Let’s start with git and GitHub…

Daniel Jennings
3 min readApr 23, 2021

How are you going to store your app files??

If you want to do software development one of the first things you should figure out is how you are going to store your application project files. If you are testing something out maybe your file system is all you need. However, if you need some backup or are working on a team you will need… Version Control.

Version Control systems like git and svn store your application file system with a history of changes. Made a commit that breaks the entire app?? Find the commit and roll that change back.

How do I get this git??

Find the proper install for you OS on their download page: git download.

The best thing about the git software: if you don’t want a repo(repository) on the web — you don’t need one. It will work locally on your development machine with no web storage account.

Setup a repo on GitHub

After signing up for an account find the green New button.

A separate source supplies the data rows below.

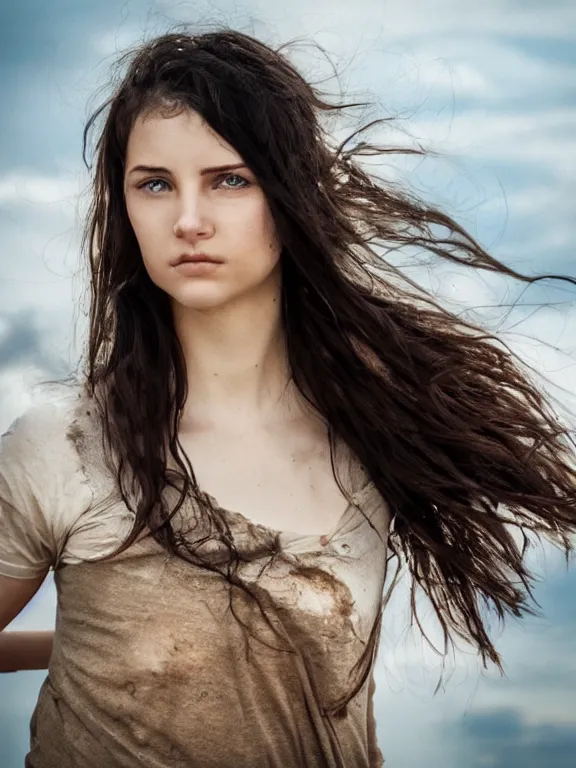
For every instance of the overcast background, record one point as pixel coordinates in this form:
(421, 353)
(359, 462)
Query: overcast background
(491, 84)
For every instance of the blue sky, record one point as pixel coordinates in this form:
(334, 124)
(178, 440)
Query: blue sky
(490, 84)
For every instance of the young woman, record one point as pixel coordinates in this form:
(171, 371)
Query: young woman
(266, 416)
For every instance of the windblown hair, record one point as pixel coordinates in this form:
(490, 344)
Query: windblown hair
(453, 433)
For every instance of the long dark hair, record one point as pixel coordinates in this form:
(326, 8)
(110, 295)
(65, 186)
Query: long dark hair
(453, 433)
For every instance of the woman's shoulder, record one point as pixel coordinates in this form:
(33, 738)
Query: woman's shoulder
(45, 424)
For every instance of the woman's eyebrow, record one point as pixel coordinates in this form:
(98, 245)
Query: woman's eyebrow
(203, 172)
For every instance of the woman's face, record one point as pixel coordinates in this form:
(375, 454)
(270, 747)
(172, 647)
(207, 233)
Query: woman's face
(180, 205)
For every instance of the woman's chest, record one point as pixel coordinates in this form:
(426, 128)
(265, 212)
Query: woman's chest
(282, 481)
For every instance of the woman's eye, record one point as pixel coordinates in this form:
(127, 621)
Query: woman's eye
(147, 184)
(228, 176)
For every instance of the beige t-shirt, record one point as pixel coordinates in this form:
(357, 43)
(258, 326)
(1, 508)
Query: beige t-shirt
(150, 667)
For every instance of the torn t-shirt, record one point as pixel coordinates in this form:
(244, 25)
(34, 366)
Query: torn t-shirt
(150, 666)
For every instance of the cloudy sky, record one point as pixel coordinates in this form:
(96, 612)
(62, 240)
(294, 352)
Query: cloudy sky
(491, 85)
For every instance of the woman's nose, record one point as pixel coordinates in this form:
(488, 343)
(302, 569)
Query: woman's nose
(191, 220)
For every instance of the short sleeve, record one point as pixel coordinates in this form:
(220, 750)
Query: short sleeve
(31, 467)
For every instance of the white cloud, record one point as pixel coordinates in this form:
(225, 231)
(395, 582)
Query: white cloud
(28, 188)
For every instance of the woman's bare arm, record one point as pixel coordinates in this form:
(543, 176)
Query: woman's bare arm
(25, 650)
(21, 650)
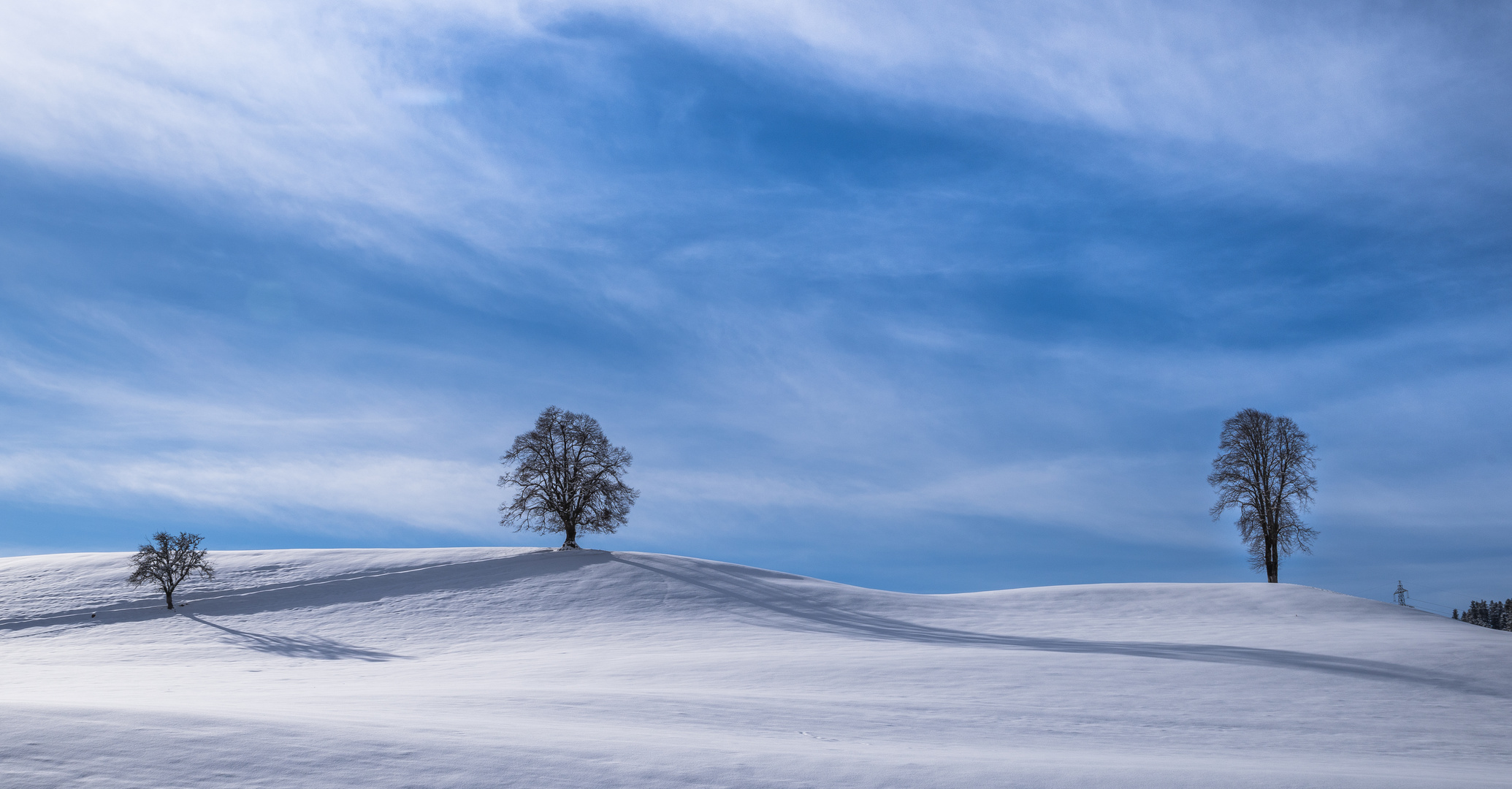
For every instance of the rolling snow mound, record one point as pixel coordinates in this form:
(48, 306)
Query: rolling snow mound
(538, 668)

One New button sits under the top left after clicking on the cat.
Another New button sits under the Repositories tab of your profile.

Pick a unique name for your new repo. This is unique under your account space (not globally unique like some AWS (Amazon Web Service) names).

GitHub checks to make sure that each repository name is unique. In this case it is not.

You can set the repo to Public or Private.

Unity creates a lot of extra files when you are working with it. Since many files are generated during use of Unity you don’t need to include them in the repo. Select the checkbox next to Add .gitignore and search for Unity in the list. This file will tell git what files to ignore from your repo.

After clicking Create Repository you will be taken to the newly created repo home. It should include any files that you selected to create with the repo. In this case only the .gitignore.